Arturo Cabrera, quien hasta hace poco tiempo era presidente de este mismo tribunal, es el abogado que Atamaint eligió para que la representara. Esto no tiene nada de ilegal pero sí mucho de indecoroso. Canchereando llegó Cabrera y saludó como a viejo amigo hasta al último de los amanuenses. Ya en su alegato, leyó con dificultad y profusión de errores el artículo de mi autoría, objeto de la demanda, descuajeringando el sentido de las oraciones a fuerza de cambiar de lugar los signos de puntuación. Y entendió todo al revés, claro. Donde el artículo explica con claridad que las críticas que dirijo contra Diana Atamaint son extensibles a los demás miembros del CNE, hombres y mujeres, el pobre hombre creyó entender, tras eliminar un punto seguido y colocar una coma donde no hay ninguna, exactamente lo contrario: que se individualizaba (esa es la palabra que usó) a Atamaint como objeto exclusivo de las críticas.
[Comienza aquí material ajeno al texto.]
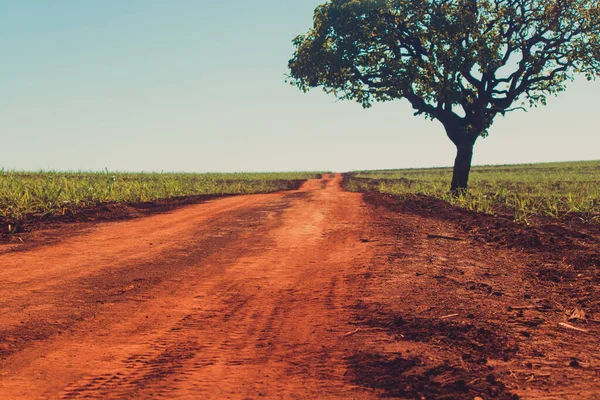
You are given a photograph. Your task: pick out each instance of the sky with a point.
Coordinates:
(198, 86)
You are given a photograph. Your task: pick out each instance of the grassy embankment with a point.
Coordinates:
(556, 190)
(46, 193)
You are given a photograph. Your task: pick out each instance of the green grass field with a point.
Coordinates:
(43, 193)
(550, 189)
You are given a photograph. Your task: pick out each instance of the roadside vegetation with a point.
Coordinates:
(556, 190)
(47, 193)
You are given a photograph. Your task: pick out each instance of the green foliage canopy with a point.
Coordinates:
(459, 61)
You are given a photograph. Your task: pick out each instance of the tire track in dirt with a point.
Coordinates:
(257, 312)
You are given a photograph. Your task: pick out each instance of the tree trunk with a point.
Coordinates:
(462, 167)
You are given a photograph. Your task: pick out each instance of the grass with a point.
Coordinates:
(556, 190)
(51, 192)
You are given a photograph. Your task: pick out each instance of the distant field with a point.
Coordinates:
(47, 193)
(555, 190)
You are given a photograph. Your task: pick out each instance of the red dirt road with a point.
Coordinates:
(313, 293)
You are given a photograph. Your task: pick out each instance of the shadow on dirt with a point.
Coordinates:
(404, 376)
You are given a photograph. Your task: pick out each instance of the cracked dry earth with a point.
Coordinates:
(314, 293)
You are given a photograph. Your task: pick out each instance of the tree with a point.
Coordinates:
(461, 62)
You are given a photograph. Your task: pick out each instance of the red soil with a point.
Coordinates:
(311, 293)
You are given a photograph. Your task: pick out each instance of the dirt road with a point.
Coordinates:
(313, 293)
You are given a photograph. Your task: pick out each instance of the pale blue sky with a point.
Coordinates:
(196, 85)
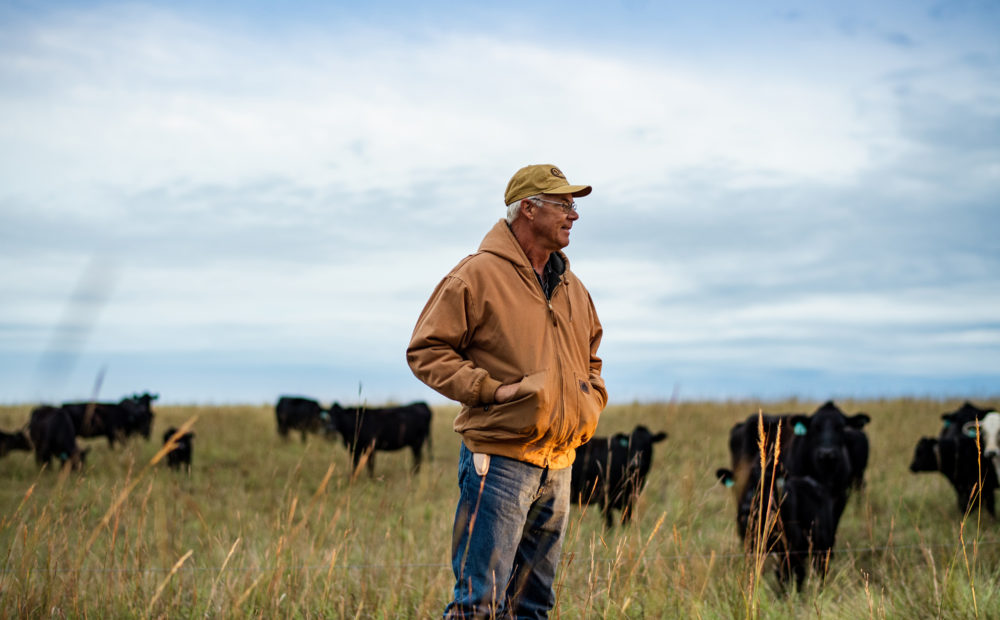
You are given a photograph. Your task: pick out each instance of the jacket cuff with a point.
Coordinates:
(487, 389)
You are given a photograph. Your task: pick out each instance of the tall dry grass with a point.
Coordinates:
(265, 528)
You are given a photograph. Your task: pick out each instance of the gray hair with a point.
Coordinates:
(514, 208)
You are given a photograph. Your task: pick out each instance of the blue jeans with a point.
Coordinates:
(507, 538)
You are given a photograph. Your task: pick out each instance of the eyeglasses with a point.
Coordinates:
(566, 208)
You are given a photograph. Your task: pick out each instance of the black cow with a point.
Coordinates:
(959, 459)
(790, 517)
(296, 413)
(926, 456)
(53, 435)
(745, 439)
(139, 414)
(180, 454)
(14, 441)
(365, 430)
(116, 421)
(830, 448)
(611, 471)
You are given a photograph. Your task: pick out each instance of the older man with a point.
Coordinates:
(512, 334)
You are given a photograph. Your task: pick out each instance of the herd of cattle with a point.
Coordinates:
(791, 473)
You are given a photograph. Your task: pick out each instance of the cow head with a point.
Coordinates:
(926, 456)
(639, 444)
(139, 413)
(823, 438)
(987, 430)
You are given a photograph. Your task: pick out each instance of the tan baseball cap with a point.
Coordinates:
(541, 179)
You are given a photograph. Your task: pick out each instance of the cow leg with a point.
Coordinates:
(417, 456)
(988, 499)
(371, 461)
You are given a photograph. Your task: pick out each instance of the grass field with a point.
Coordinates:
(266, 528)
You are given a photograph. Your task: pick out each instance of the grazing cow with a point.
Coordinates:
(365, 430)
(988, 431)
(830, 448)
(138, 414)
(745, 439)
(960, 460)
(14, 441)
(789, 517)
(180, 454)
(295, 413)
(53, 435)
(926, 456)
(116, 421)
(611, 471)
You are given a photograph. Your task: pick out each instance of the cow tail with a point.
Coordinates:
(430, 443)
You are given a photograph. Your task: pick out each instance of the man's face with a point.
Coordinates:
(553, 220)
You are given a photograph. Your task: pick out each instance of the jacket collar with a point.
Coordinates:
(501, 242)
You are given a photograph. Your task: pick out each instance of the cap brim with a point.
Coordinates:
(576, 191)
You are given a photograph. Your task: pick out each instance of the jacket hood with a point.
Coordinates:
(500, 240)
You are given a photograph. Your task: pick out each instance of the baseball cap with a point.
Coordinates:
(541, 179)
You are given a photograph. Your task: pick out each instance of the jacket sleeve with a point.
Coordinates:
(596, 333)
(442, 333)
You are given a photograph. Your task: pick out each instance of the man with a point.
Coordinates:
(512, 334)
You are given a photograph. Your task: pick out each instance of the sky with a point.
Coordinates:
(226, 203)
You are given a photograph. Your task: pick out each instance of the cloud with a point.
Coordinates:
(289, 196)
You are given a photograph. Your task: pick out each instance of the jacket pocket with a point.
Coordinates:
(525, 417)
(588, 408)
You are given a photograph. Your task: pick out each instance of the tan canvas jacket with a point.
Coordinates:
(488, 323)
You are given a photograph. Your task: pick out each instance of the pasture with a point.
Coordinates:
(270, 528)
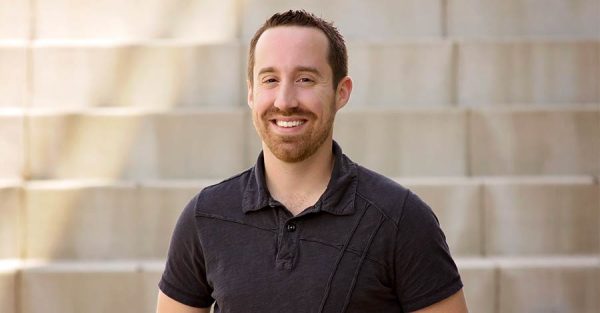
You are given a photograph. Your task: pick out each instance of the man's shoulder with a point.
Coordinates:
(223, 196)
(383, 192)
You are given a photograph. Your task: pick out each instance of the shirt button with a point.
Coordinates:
(291, 227)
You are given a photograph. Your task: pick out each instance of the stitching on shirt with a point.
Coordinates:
(379, 209)
(338, 261)
(362, 260)
(227, 219)
(351, 250)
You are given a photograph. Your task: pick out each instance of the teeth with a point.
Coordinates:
(289, 124)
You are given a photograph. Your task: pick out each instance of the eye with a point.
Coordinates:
(269, 80)
(305, 80)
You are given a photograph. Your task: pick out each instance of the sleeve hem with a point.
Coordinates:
(180, 297)
(440, 295)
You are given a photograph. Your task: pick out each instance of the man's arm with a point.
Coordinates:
(454, 304)
(168, 305)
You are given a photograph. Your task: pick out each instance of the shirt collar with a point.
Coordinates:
(337, 199)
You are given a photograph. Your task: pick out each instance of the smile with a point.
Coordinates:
(289, 124)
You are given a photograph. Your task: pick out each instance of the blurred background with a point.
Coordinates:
(113, 114)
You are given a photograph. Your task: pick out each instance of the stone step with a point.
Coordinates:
(492, 285)
(518, 18)
(98, 220)
(13, 71)
(378, 19)
(516, 72)
(534, 141)
(170, 74)
(12, 143)
(213, 20)
(131, 144)
(139, 144)
(150, 74)
(207, 20)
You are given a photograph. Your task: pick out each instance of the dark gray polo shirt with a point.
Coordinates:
(367, 245)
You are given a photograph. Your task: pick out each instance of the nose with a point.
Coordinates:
(286, 97)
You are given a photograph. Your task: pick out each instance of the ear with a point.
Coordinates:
(250, 94)
(343, 92)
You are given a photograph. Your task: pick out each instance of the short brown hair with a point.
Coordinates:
(337, 54)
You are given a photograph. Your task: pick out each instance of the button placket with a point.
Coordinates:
(288, 246)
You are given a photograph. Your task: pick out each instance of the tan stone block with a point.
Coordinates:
(393, 74)
(528, 72)
(151, 75)
(8, 286)
(82, 287)
(15, 19)
(480, 280)
(161, 204)
(541, 216)
(82, 221)
(11, 144)
(10, 220)
(201, 144)
(206, 21)
(529, 18)
(136, 145)
(88, 145)
(13, 72)
(151, 274)
(456, 203)
(356, 19)
(535, 141)
(550, 285)
(399, 142)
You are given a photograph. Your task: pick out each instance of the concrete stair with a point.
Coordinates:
(558, 284)
(113, 115)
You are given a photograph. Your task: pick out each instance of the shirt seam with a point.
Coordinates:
(352, 250)
(232, 220)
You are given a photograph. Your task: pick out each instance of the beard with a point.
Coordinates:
(294, 148)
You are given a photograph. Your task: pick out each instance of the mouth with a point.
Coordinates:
(288, 123)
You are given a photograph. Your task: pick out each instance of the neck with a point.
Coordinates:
(299, 185)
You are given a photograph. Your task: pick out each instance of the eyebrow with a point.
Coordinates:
(309, 69)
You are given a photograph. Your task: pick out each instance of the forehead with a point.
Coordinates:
(291, 46)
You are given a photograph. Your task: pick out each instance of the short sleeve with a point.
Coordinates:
(424, 269)
(184, 278)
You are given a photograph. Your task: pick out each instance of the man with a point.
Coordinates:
(306, 229)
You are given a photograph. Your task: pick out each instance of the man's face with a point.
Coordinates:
(292, 97)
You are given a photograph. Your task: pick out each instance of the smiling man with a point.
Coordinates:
(306, 229)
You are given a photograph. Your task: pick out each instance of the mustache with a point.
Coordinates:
(295, 111)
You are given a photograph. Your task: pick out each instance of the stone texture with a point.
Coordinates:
(10, 221)
(204, 21)
(563, 285)
(161, 204)
(456, 203)
(535, 141)
(15, 19)
(82, 221)
(13, 73)
(524, 18)
(480, 279)
(136, 145)
(11, 144)
(150, 75)
(536, 72)
(399, 142)
(81, 287)
(151, 274)
(395, 74)
(542, 216)
(356, 19)
(8, 286)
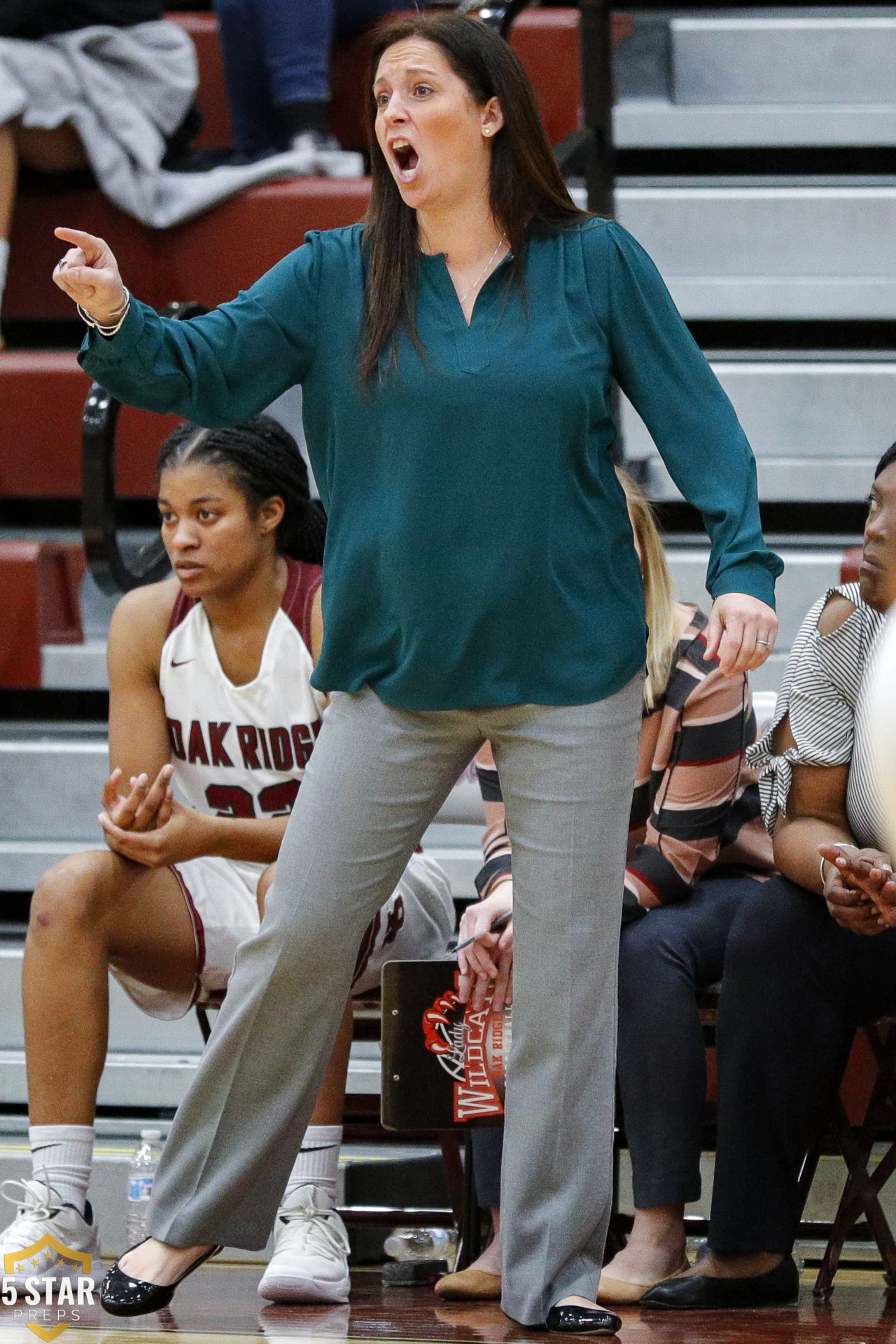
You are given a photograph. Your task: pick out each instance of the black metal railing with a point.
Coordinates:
(111, 570)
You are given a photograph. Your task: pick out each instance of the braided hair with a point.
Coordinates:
(890, 456)
(261, 458)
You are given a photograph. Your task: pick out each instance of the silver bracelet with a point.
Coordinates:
(841, 844)
(108, 328)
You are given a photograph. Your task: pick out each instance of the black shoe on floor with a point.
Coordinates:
(780, 1287)
(121, 1294)
(582, 1320)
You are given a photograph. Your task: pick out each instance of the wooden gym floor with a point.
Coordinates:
(219, 1304)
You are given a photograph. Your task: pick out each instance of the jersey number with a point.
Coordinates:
(229, 800)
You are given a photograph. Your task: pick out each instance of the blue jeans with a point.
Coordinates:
(662, 1065)
(276, 52)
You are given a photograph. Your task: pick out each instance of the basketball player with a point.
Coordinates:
(210, 691)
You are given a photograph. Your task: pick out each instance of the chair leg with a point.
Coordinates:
(470, 1227)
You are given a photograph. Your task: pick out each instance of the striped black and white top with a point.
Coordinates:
(820, 695)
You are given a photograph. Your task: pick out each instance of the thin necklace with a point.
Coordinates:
(484, 272)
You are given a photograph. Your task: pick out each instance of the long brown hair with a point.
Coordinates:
(527, 188)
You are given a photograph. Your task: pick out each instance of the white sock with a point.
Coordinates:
(317, 1163)
(65, 1154)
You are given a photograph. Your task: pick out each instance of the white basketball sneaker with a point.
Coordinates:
(311, 1253)
(41, 1212)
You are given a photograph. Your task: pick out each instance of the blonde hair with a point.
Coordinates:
(659, 592)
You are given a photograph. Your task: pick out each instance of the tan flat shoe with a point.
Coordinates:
(620, 1292)
(470, 1285)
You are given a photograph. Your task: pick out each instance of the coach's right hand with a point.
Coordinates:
(89, 274)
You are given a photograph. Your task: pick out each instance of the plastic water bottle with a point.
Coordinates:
(140, 1177)
(421, 1243)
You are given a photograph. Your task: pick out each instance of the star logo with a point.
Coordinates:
(13, 1262)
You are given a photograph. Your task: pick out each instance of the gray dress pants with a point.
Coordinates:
(375, 781)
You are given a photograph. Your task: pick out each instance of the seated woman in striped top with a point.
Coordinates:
(696, 848)
(811, 956)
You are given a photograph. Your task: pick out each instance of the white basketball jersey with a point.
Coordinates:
(241, 750)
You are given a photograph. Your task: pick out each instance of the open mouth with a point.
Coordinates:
(406, 159)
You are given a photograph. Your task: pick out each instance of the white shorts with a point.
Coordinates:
(414, 925)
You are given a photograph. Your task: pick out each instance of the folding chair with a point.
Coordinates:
(862, 1187)
(367, 1018)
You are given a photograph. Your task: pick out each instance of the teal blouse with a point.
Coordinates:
(479, 550)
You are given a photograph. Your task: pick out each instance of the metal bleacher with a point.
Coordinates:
(755, 163)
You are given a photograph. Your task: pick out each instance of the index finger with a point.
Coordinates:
(111, 790)
(80, 239)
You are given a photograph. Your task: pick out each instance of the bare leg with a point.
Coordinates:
(654, 1250)
(86, 911)
(491, 1259)
(331, 1100)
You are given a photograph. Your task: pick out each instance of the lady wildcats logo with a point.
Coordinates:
(49, 1296)
(472, 1047)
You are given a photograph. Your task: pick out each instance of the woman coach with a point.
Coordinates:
(480, 582)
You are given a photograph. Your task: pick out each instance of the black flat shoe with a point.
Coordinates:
(121, 1294)
(582, 1320)
(780, 1287)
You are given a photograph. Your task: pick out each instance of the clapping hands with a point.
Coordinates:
(860, 890)
(147, 824)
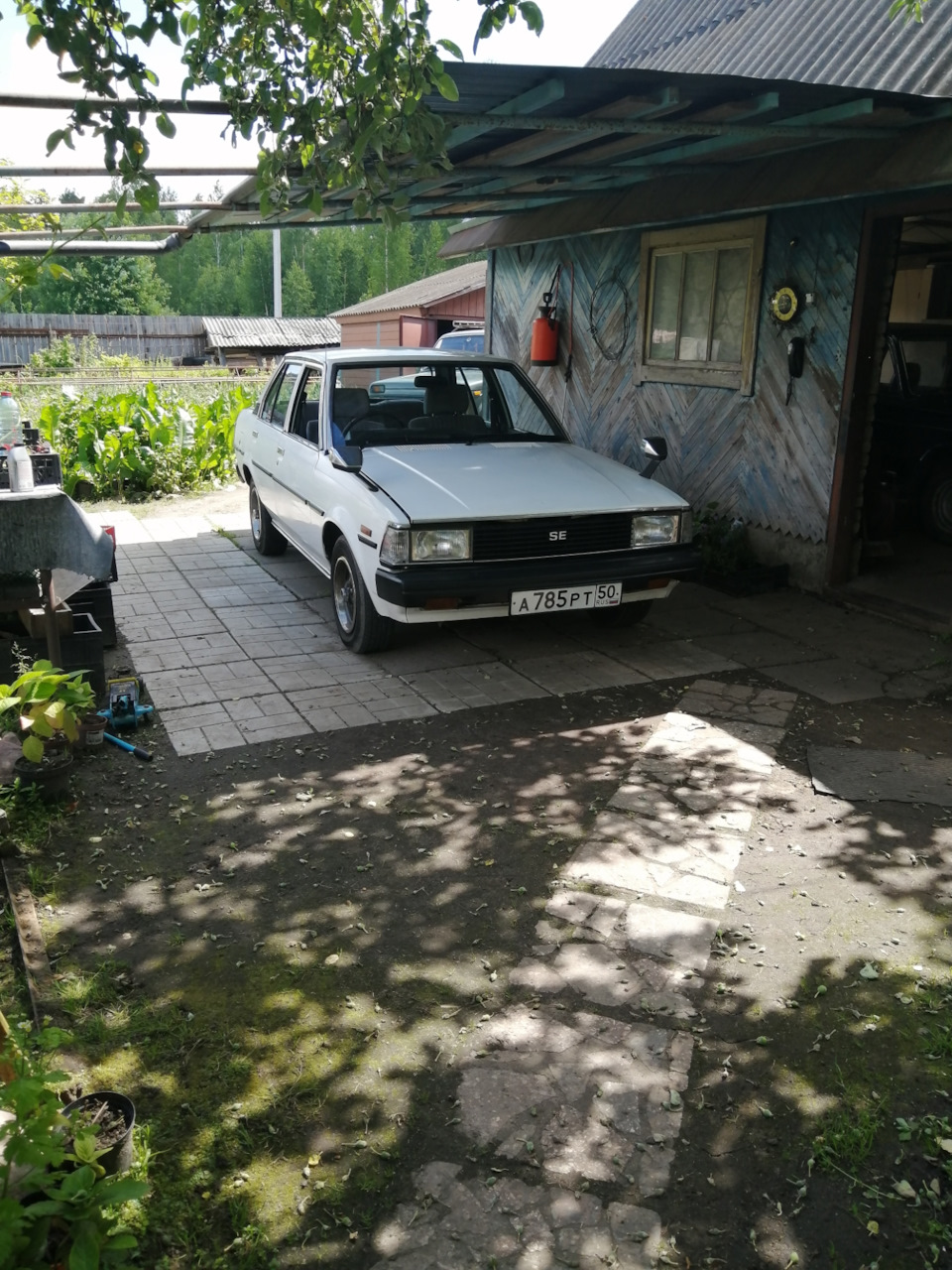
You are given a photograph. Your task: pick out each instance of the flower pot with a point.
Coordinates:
(90, 729)
(113, 1116)
(51, 776)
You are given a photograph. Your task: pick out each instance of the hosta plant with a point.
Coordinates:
(44, 703)
(56, 1206)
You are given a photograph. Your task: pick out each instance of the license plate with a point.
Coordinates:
(562, 599)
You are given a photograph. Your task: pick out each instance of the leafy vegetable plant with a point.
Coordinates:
(143, 441)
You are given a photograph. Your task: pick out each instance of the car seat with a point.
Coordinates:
(447, 409)
(350, 404)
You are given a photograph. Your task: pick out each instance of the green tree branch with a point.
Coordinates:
(333, 90)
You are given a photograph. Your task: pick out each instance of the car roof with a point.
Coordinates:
(920, 329)
(389, 356)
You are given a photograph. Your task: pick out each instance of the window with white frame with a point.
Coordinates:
(698, 296)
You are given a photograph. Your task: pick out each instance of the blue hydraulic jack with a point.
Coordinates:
(126, 711)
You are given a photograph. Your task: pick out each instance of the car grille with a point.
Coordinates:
(520, 540)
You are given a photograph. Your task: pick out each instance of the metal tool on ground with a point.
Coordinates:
(125, 708)
(145, 754)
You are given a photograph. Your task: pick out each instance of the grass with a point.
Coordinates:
(893, 1155)
(216, 1101)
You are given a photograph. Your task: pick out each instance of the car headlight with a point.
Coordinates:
(440, 545)
(424, 547)
(654, 530)
(395, 547)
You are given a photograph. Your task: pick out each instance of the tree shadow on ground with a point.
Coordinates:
(281, 953)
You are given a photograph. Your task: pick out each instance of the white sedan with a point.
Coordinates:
(462, 498)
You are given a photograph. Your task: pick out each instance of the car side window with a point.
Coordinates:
(306, 422)
(270, 398)
(282, 398)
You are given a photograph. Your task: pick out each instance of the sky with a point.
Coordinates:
(565, 42)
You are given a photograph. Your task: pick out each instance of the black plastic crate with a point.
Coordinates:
(96, 598)
(48, 470)
(82, 651)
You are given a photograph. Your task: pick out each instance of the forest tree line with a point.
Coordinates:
(230, 273)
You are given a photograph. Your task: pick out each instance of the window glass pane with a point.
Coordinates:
(268, 404)
(696, 307)
(525, 412)
(927, 363)
(730, 303)
(285, 394)
(664, 305)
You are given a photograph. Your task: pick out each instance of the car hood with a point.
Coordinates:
(509, 479)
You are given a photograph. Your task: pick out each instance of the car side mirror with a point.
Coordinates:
(347, 458)
(655, 449)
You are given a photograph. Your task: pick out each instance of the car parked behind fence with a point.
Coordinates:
(463, 500)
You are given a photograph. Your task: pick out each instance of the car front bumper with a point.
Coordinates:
(477, 583)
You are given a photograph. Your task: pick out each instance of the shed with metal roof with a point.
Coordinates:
(417, 314)
(852, 44)
(240, 341)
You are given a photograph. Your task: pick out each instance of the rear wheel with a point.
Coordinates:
(622, 615)
(359, 626)
(937, 506)
(267, 539)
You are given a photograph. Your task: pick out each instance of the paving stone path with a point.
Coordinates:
(580, 1084)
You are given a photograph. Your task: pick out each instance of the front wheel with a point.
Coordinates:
(266, 538)
(359, 626)
(622, 615)
(937, 506)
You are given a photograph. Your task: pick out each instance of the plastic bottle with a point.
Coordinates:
(21, 467)
(10, 432)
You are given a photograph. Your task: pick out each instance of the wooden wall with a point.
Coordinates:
(762, 460)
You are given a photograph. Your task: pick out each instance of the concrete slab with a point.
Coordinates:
(880, 775)
(833, 681)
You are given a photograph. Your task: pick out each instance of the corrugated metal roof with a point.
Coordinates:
(851, 44)
(272, 331)
(428, 291)
(530, 137)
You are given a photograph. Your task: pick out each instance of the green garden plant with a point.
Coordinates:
(56, 1206)
(722, 541)
(42, 703)
(144, 441)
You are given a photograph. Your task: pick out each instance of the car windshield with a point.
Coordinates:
(436, 403)
(462, 341)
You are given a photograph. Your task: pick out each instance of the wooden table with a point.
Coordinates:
(48, 544)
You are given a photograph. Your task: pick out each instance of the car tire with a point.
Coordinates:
(359, 626)
(622, 615)
(266, 538)
(937, 507)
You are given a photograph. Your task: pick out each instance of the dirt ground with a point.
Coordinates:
(280, 951)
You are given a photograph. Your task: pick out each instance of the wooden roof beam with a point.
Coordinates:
(613, 177)
(780, 128)
(627, 109)
(674, 128)
(527, 103)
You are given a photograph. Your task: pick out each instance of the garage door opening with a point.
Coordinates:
(904, 557)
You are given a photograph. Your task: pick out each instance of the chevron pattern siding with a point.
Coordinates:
(762, 460)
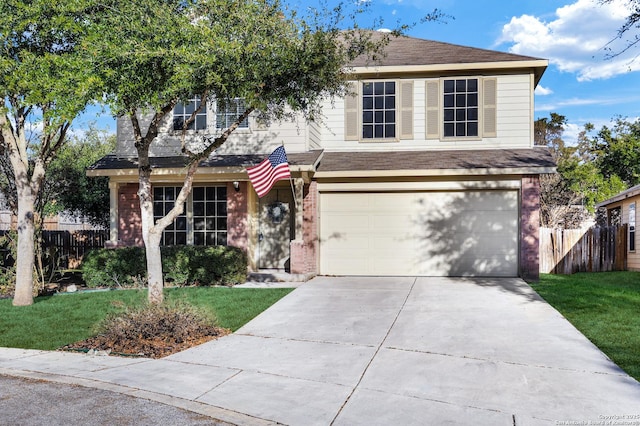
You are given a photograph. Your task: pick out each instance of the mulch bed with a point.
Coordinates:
(156, 347)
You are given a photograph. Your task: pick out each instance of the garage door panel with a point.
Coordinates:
(428, 233)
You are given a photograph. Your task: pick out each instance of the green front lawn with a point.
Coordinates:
(605, 307)
(55, 321)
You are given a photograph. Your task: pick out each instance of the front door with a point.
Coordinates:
(275, 229)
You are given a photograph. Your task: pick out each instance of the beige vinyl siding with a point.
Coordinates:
(514, 95)
(633, 258)
(315, 135)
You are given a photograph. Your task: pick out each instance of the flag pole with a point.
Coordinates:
(293, 190)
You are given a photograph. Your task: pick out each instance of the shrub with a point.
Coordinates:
(153, 330)
(114, 267)
(182, 265)
(200, 265)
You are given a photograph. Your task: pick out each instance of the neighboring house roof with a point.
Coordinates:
(407, 53)
(354, 164)
(631, 192)
(486, 161)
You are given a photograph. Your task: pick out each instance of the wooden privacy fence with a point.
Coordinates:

No es un error cualquiera. Porque si las críticas que Atamaint encuentra ofensivas se dirigen también a otras personas con independencia de su sexo, es evidente que no pueden constituir violencia política de género. Ninguna de las expresiones de mi artículo incurre en aquello que, según el Código de la Democracia, es esencial en la configuración de esa infracción, a saber: el estereotipo de género. Son críticas duras, es cierto. Durísimas, puede ser. Pero no se dirigen a la condición de mujer de la aludida. Entre tantos artículos de la ley que Arturo Cabrera citó durante su alegato (con deficiencia, como demostró Eduardo Carmigniani en su brillante intervención, inventándose un punto aparte donde sólo hay una coma y creando así su propia jurisprudencia), hubo uno que no citó, ni bien ni mal: precisamente aquel que me acusa de violar. Si lo citaba, habría tenido que identificar los estereotipos de género que me atribuye. Y ahí se le caía su tinglado, porque no hay ninguno.

La manipulación del argumento de violencia política de género se ha convertido en el recurso más socorrido de funcionarias ineficientes que no consiguen lidiar con las críticas. Como Diana Atamaint: refugiada en su condición de mujer, esquiva sus responsabilidades y dinamita el debate público. Es una conducta incivil, una cobardía deplorable y un flaco servicio a la causa de la igualdad de las mujeres en la política. Al Tribunal Contencioso Electoral, que se encuentra a punto de resolver este caso, le corresponde no proporcionar un precedente a este tipo de conductas perniciosas.